Step 2: Internal distribution

Internally, the balance is fragmented across multiple sub-addresses. Larger balances are split into smaller amounts to increase routing flexibility.

Step 3: Routed spend

When sending funds, the wallet selects inputs from sub-addresses using context-aware heuristics and timing variance to break linkage patterns.

Implementation Notes

The following describes high-level implementation details. Specific parameters and algorithms are not disclosed to prevent exploitation.

Balance fragmentation strategy

Large balances are split into smaller chunks across sub-addresses. This increases routing options and prevents amount-based correlation. Fragment sizes vary based on total balance and usage patterns.

Timing variance (bounded)

Small delays are introduced between related transactions to prevent timing-based clustering. These delays are bounded to avoid significant UX degradation.

Routing heuristics (context-aware)

Input selection evaluates recent usage history, current balance distribution, and transaction metadata to choose optimal routing paths. Criteria are non-deterministic.

Rebalancing behavior

The wallet periodically rebalances funds across sub-addresses to maintain routing flexibility. Rebalancing can also be triggered by specific events or usage patterns.

Threat Model

Assumptions

  • Solana blockchain data is fully public and permanent
  • User controls their seed phrase and device security
  • Network-level traffic metadata is not protected

Adversary capabilities

  • On-chain analyst with graph clustering tools
  • Access to blockchain explorers and indexing services
  • Moderate computational resources for pattern matching

Out of scope

  • KYC services where user identity is disclosed
  • Malware or device compromise
  • Seed phrase exposure or theft
  • Network traffic analysis or IP-based tracking

Limitations

Pathera is designed for practical privacy against common on-chain analysis. It is not a perfect anonymity system.

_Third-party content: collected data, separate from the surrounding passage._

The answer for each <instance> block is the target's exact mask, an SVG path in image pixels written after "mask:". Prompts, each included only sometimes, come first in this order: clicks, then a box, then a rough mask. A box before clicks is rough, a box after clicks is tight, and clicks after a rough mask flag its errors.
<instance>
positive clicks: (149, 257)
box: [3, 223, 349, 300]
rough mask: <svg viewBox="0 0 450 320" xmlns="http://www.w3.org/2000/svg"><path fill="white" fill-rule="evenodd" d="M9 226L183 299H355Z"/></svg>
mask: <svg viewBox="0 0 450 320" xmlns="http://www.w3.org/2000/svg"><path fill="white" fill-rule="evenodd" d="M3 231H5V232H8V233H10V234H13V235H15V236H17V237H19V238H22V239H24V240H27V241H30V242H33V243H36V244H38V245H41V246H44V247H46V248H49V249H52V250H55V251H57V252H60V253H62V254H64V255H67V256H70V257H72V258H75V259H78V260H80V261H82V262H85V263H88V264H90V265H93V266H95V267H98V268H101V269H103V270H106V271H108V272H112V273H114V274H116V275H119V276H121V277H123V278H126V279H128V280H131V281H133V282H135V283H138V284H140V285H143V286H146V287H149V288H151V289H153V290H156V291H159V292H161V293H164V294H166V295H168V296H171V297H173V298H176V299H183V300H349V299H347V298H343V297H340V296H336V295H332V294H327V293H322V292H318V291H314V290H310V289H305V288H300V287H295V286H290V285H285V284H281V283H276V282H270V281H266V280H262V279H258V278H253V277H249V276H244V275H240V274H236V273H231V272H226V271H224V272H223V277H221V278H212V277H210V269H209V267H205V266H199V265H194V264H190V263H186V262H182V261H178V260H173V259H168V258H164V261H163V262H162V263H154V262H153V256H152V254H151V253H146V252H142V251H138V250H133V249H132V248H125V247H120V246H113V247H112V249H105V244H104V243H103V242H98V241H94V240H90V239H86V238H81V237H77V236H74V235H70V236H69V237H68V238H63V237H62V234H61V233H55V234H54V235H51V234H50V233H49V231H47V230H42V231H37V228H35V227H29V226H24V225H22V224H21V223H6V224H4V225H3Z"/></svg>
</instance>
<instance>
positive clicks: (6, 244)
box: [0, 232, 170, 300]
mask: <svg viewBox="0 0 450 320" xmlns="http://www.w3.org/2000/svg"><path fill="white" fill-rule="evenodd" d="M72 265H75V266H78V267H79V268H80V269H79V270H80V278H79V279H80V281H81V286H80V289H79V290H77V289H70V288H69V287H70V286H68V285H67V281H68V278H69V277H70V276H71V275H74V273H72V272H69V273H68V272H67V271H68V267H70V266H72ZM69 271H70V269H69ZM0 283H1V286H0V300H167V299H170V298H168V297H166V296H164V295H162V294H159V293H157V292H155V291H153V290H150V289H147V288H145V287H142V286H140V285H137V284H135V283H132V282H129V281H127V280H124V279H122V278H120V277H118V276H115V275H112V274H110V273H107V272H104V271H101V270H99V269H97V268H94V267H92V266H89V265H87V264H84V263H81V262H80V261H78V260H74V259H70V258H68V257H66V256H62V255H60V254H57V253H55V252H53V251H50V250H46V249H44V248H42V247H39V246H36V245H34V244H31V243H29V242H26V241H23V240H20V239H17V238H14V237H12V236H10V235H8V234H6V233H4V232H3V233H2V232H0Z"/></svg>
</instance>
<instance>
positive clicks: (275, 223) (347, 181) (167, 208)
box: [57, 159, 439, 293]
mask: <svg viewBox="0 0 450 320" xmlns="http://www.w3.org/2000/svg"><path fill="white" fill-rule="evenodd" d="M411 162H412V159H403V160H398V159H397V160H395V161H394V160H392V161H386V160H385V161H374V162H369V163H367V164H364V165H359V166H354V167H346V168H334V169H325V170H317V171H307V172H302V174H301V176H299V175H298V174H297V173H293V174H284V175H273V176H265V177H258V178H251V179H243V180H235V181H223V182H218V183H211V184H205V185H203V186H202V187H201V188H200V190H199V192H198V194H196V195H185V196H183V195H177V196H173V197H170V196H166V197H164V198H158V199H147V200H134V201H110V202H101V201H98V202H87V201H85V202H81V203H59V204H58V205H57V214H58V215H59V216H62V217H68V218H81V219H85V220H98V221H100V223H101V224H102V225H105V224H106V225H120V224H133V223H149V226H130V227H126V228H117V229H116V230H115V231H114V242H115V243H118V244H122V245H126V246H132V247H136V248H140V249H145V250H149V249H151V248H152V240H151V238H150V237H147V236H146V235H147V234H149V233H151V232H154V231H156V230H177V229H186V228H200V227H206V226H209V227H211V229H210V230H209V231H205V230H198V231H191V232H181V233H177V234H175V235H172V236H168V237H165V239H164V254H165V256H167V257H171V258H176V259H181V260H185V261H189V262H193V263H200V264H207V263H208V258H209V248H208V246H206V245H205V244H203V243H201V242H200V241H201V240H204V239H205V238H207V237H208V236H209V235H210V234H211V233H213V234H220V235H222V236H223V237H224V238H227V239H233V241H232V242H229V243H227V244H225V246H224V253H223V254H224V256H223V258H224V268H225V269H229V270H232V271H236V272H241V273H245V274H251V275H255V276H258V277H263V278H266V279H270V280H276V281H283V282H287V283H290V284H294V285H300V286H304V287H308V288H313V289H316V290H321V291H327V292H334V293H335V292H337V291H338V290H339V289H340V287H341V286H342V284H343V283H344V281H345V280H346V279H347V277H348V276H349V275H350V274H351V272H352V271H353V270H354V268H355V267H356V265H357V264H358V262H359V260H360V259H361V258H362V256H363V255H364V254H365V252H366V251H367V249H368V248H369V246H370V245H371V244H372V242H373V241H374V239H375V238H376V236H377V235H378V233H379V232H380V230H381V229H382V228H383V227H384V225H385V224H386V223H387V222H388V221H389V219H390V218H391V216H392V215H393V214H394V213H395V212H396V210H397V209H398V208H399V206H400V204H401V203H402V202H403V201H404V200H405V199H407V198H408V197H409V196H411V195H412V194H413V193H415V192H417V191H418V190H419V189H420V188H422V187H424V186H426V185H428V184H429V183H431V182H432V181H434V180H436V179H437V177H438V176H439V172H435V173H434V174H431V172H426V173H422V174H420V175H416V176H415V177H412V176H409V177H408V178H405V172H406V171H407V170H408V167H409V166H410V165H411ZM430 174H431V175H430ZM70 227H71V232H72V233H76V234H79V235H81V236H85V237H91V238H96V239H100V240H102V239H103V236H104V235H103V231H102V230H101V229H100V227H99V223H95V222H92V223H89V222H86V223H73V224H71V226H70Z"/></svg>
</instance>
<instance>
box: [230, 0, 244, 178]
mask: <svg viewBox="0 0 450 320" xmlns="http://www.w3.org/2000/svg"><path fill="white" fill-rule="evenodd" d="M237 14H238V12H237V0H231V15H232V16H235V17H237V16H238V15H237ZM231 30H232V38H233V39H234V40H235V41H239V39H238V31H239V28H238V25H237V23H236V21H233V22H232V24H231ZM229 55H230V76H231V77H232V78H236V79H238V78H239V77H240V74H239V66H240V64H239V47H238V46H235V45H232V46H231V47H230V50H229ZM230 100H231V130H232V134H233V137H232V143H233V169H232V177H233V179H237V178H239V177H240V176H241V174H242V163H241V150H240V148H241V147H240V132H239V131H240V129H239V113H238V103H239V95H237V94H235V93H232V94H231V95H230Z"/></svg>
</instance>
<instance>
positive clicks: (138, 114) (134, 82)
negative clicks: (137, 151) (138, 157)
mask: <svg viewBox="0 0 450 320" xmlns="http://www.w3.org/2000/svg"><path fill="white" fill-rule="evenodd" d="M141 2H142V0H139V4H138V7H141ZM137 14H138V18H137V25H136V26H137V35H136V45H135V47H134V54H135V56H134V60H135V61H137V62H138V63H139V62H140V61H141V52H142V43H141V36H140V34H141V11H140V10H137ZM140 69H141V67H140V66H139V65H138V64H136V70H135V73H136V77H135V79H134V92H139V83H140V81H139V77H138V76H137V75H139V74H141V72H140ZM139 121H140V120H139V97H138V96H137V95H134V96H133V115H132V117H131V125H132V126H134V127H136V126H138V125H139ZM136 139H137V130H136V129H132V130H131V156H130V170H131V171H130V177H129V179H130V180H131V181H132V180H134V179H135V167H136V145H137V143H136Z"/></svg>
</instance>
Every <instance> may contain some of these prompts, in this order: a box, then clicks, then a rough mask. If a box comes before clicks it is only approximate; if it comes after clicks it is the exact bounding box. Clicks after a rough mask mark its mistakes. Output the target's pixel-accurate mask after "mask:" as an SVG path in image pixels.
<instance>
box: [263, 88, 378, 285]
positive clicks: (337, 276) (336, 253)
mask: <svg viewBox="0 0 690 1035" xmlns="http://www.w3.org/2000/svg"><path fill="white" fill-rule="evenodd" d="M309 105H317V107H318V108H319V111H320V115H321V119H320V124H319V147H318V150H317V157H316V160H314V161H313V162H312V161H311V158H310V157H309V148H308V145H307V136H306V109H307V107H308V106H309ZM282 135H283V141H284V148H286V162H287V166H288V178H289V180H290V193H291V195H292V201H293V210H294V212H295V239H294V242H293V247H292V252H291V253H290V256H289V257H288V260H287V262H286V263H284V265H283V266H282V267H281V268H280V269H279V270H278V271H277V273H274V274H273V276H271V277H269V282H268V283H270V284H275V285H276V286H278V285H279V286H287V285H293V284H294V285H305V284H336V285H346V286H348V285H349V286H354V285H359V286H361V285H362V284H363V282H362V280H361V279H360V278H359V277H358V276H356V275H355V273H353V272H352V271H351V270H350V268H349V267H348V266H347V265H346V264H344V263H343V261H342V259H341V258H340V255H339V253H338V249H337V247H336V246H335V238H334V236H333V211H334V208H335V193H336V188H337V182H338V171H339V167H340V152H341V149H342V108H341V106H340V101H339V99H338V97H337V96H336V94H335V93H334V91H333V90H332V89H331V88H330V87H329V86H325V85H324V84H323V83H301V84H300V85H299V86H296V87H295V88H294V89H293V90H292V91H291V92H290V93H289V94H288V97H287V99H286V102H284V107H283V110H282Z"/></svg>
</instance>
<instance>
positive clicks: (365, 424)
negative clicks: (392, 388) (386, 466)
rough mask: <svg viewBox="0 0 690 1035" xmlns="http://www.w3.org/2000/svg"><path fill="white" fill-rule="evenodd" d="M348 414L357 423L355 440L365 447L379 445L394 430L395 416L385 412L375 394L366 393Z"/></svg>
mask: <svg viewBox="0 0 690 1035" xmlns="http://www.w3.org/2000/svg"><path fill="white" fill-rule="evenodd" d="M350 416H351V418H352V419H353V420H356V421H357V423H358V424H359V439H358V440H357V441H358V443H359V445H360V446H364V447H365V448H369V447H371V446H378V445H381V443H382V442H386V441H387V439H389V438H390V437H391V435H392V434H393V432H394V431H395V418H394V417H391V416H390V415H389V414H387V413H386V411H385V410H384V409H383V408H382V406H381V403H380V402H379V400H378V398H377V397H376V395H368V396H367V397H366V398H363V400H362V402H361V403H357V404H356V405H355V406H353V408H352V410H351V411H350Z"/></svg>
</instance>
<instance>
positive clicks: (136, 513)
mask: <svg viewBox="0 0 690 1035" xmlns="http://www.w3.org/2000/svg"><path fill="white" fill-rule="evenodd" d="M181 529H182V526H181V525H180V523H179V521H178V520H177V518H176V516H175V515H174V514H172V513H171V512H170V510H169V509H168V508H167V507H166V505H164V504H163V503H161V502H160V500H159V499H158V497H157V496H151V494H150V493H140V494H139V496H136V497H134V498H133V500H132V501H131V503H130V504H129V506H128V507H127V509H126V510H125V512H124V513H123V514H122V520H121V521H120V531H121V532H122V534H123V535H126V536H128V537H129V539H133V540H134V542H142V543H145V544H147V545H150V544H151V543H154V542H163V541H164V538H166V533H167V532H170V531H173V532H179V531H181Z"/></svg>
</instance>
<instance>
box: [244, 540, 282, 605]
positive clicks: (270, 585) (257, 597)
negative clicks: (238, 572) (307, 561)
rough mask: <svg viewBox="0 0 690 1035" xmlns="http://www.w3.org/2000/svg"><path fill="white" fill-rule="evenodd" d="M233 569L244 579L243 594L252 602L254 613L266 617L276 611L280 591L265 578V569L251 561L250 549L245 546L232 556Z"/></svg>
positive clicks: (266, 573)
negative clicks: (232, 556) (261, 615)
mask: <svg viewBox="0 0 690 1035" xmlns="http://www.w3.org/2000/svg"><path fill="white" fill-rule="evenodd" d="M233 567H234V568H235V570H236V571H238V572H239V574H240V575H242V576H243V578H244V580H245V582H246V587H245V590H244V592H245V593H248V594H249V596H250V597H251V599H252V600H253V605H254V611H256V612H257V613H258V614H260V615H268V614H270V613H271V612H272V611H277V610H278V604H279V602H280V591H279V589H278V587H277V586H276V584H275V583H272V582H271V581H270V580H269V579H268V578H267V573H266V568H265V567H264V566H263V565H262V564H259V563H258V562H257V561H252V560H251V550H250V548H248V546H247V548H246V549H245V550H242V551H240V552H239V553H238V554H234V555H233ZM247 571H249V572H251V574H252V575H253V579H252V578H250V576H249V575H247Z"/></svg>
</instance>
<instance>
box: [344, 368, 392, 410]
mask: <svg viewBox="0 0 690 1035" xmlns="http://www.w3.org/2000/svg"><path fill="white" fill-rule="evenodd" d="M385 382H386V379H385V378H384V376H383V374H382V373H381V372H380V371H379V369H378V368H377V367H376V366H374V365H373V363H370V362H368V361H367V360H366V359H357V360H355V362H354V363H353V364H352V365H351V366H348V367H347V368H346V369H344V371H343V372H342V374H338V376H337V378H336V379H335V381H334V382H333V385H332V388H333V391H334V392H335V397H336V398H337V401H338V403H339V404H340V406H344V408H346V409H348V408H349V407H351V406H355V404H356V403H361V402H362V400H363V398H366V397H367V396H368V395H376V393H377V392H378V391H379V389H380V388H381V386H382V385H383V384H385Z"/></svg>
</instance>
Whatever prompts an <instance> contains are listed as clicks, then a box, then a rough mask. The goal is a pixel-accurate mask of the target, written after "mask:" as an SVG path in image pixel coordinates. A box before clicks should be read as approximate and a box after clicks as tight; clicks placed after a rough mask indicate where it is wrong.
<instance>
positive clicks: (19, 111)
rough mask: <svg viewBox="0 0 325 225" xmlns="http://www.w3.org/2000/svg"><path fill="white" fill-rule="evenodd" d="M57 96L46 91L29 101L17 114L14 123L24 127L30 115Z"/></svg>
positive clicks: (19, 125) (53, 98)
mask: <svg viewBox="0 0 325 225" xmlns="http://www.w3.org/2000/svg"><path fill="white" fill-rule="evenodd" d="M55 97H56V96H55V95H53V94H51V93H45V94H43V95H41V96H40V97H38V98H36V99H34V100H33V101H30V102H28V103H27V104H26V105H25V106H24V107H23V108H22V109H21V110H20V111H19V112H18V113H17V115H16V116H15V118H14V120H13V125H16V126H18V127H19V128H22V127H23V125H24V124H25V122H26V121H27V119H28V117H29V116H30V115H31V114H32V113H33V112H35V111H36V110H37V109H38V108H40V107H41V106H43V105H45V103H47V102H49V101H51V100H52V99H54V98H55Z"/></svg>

  • KYC endpoints: Interactions with services requiring identity disclosure will link your activity at those points
  • Repeated patterns: Consistent transaction amounts, timing intervals, or unique behaviors can leak information over time
  • High-frequency activity: Rapid sequential transactions reduce routing effectiveness and increase correlation risk
  • Fixed amounts: Sending exact amounts repeatedly creates identifiable signatures
  • Bridge and CEX deposits: Centralized exchange and bridge deposits often require identity verification
  • Graph analysis: Advanced forensic analysis with significant resources can reduce anonymity through probabilistic correlation

FAQ

Is this a mixer?

No. Traditional mixers pool funds from multiple users and redistribute them. Pathera only uses addresses you control. Your funds never mix with other users.

Do my funds leave my wallet?

No. All sub-addresses are derived from your seed phrase and are under your exclusive control. There is no third-party custody at any point.

Can I use it like a normal Solana wallet?

Yes. Pathera functions as a standard Solana wallet. You can send, receive, stake, and interact with dApps. The privacy features operate transparently in the background.

Does it guarantee anonymity?

No. Pathera provides probabilistic privacy, not guaranteed anonymity. It makes linking transactions more difficult and expensive, but determined adversaries with sufficient resources may still correlate activity.

What reduces privacy over time?

Repeated patterns in transaction amounts, timing, or behavior. Interacting with KYC services. High-frequency activity that limits routing options. Fixed or predictable transaction values.

When is beta?

Public beta is scheduled for Q2 2026. Early access is currently invite-only while we finalize security review and testing.

Beta Status

Private betaTargeting Q2 2026

Pathera is currently in private beta. The routing system is functional and undergoing final security review. Public beta will launch with phased rollout in Q2 2026.